L’innocence, le charme et la douceur, voilà ce qui séduit, en cette année 1939, les spectateurs américains venus voir dans les salles obscures Le Magicien d’Oz. Une jeune fille d’alors tout juste 17 ans crève l’écran par sa présence. Et dire qu’elle fut choisie par défaut par les studios de la MGM. En effet, c’est Shirley Temple qui devait incarner le rôle de Dorothy, une jeune orpheline propulsée dans un monde enchanteur, peuplé de drôles de créatures.
Le film sera un succès colossal et fera rentrer à jamais Judy Garland dans le cœur de l’Amérique notamment grâce à une chanson qui faillit, pourtant, ne jamais figurer dans le film et qui l’a suivie tout au long de sa carrière. Cette chanson, c’est bien sûr Over the rainbow, un hymne au bonheur et une ode au paradis sur terre.
La Symphonie du cinéma est consacrée cette semaine au mythe et à la carrière d’artiste de Judy Garland, figure centrale des comédies musicales hollywoodiennes des années 40 et 50, morte tragiquement à l’âge de 47 ans, à Londres, le 22 juin 1969. On évoquera davantage les années fastes de la Petite Fiancée de l’Amérique comme on l’avait surnommée que son déclin, magistralement mis en scène cependant au cinéma par Rupert Goold dans Judy, sorti sur les écrans le 26 février. Un biopic dans lequel Renée Zellweger interprète intensément une Judy Garland à la fin de sa vie, ce qui lui a valu, voilà quelques semaines, un Golden Globes et surtout l’Oscar de la meilleure actrice.

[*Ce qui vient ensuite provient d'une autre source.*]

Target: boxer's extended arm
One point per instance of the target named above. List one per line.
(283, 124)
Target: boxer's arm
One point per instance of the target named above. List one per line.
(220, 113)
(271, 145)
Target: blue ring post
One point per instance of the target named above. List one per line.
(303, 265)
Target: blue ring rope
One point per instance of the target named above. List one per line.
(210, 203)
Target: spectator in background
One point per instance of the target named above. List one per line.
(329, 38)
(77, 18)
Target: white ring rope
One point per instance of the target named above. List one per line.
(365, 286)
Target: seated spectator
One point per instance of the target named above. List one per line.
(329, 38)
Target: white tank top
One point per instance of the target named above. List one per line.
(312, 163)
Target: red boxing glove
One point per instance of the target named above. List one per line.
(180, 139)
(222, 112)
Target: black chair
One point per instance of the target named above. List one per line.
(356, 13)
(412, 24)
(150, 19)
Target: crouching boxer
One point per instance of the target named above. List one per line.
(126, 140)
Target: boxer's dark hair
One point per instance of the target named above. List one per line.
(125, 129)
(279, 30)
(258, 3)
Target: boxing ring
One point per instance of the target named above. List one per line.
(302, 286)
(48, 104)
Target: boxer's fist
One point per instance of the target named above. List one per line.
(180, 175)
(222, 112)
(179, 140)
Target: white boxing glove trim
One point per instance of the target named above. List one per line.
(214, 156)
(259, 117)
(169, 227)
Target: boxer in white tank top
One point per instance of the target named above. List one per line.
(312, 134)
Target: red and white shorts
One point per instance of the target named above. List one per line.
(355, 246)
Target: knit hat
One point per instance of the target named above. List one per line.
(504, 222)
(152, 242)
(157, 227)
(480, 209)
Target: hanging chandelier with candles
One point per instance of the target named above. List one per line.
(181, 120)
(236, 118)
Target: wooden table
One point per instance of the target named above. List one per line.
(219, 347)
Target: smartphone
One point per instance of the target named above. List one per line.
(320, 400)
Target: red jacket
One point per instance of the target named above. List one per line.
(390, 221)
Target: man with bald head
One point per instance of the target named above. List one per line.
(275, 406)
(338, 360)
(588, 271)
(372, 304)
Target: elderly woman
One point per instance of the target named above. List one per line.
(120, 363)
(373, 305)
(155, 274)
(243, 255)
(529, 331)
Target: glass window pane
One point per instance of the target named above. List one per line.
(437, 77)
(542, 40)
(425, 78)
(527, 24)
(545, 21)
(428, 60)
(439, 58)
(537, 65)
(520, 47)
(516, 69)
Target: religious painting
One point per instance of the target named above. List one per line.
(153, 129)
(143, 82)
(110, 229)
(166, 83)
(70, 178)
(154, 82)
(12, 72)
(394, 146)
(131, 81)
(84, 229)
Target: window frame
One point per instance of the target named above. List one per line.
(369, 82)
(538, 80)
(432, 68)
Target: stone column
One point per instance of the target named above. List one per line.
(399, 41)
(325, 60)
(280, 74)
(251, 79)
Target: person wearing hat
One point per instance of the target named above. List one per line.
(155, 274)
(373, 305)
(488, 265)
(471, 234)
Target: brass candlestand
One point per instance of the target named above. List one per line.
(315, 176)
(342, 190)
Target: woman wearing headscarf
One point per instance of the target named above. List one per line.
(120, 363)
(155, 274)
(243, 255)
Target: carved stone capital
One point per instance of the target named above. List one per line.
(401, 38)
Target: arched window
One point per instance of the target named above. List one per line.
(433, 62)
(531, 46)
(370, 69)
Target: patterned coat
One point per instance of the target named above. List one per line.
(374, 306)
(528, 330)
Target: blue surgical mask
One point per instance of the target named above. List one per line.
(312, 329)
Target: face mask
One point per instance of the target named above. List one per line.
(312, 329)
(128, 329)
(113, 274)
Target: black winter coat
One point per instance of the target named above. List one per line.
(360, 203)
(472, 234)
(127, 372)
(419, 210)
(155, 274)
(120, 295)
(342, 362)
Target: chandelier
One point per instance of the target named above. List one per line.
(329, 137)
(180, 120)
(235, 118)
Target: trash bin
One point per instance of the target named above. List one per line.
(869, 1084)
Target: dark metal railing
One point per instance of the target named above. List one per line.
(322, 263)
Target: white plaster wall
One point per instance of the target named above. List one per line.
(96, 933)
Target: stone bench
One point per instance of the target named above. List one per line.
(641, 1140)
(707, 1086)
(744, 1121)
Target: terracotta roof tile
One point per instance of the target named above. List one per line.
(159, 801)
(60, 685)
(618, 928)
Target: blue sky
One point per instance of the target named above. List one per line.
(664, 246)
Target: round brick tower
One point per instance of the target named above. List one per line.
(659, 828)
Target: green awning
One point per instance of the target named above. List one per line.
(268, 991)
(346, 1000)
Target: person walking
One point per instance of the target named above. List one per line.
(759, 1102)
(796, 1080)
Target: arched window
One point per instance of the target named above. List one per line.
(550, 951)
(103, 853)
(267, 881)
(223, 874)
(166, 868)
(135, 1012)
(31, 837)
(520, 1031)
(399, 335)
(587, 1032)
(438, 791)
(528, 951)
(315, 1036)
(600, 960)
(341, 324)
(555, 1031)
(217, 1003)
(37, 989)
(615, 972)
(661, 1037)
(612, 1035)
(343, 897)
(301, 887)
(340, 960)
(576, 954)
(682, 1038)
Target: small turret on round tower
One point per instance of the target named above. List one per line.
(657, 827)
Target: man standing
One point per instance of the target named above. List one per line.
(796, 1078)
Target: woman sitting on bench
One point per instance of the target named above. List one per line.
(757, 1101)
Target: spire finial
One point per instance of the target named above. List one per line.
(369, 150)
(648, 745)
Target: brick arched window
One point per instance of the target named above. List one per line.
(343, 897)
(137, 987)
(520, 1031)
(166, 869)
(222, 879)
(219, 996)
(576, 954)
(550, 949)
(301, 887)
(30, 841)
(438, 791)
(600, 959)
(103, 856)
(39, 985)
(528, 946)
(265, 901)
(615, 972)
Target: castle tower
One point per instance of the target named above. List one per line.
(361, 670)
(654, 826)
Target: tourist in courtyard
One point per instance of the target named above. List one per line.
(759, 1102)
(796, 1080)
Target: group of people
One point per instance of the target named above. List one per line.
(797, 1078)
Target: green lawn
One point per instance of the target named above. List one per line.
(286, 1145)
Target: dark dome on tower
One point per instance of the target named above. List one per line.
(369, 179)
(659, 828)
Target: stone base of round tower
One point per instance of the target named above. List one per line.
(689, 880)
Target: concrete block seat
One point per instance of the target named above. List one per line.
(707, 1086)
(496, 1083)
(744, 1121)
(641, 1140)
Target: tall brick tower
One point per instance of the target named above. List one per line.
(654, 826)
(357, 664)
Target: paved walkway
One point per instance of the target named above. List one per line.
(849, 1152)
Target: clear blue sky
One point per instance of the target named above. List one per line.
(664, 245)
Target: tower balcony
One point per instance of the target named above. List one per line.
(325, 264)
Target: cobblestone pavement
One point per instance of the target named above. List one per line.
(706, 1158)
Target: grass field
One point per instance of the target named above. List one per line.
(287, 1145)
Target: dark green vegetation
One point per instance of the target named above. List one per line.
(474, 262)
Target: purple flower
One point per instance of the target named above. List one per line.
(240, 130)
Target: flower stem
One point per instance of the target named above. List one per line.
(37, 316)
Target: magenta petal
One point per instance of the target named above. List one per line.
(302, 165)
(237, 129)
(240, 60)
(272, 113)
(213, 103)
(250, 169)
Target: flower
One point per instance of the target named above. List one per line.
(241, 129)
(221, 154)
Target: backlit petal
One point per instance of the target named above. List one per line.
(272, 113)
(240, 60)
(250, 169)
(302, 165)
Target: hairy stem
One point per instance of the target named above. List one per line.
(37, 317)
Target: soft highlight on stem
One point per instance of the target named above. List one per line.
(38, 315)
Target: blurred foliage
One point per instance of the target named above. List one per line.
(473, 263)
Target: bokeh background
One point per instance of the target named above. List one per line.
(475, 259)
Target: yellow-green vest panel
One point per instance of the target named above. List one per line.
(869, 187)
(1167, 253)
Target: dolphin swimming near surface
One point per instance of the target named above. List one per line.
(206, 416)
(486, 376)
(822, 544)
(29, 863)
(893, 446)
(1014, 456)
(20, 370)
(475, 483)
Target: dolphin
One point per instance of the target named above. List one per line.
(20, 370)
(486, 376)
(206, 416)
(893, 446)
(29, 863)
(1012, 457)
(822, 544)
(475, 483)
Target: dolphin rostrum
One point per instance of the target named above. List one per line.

Renée Zellweger chantant Over the rainbow dans une version quelque peu modernisée et puis Judy gets ready, deux titres présents sur la bande originale de Judy, le film de Rupert Goold dont les musiques additionnelles ont été composées par le compositeur français Gabriel Yared à l’image du très beau Judy gets ready. Mais revenons sur Over the rainbow et sur l’impact considérable qu’a eu cette chanson d’Harold Arlen et Yip Harburg, pour les paroles, sur l’Amérique qui en fait sa chanson de Noël pendant de nombreuses années. Le Magicien d’Oz étant en effet multidiffusé chaque année au moment des fêtes de fin d’année. Pour la petite histoire, la chanson fut également adoptée par les troupes américaines combattant en Europe pendant la Seconde Guerre mondiale pour son message d’espoir et sa promesse de jours meilleurs.
Alors qu’elle remporte un Oscar spécial pour Le Magicien d’Oz, Judy Garland figure dès l’année 1940 parmi les dix vedettes les plus populaires au box-office. La MGM lui fait enchaîner les tournages. Et dès cette époque et pour tenir, elle devient alors dépendante à divers médicaments. Mais le succès est au rendez-vous. Et le duo qu’elle va former avec Mickey Rooney, de deux ans son aîné, un autre enfant star, va grandement y contribuer.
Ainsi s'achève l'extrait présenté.